If you get your insurance through an employer
You can pretty much ignore all the news and Obamacare hoopla! Although you may be paying more, your employer is taking care of ensuring your plan is ACA compliant. And, they’re probably absorbing some of the cost increases, so you should thank them!
If you don’t get insurance through an employer, do you qualify for a subsidy?
There will be subsidies for those earning up to 400% of the poverty level.
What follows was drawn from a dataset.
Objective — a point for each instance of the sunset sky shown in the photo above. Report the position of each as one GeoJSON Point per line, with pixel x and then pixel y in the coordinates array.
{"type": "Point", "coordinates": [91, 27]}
For example, that’s a family of 3 earning $78,120/year. What does that mean? Basically, if you’re earning below that level, the government will help pay for your monthly insurance premiums. Click here to see what your subsidy could be.
If you DON’T qualify for a subsidy
Find a good health insurance broker to help you wade through the decision of which plan you should buy. If you don’t know one, click here for a list of quality, licensed brokers in your area.
They’ll ask all the pertinent questions and point you in the right direction. You don’t pay more for their expertise – the health insurance company whose policy you choose will pay your broker a commission.
If you DO qualify for a subsidy
Again, find a good health insurance broker because you pay the same rate with or without one (to find a good one, see link above). To receive your subsidy, you have to purchase your policy through the Exchange (or Obamacare website: www.healthcare.gov). In an earlier article, we told you to wait until the website kinks were worked out - looks like that was good advice. An agent can help you pick the best plan and will help speed through your application on the site, so get help!
Now it’s your turn! What have your experiences been? Have you already found a good broker to help you through it? Have you tried the Exchange on your own?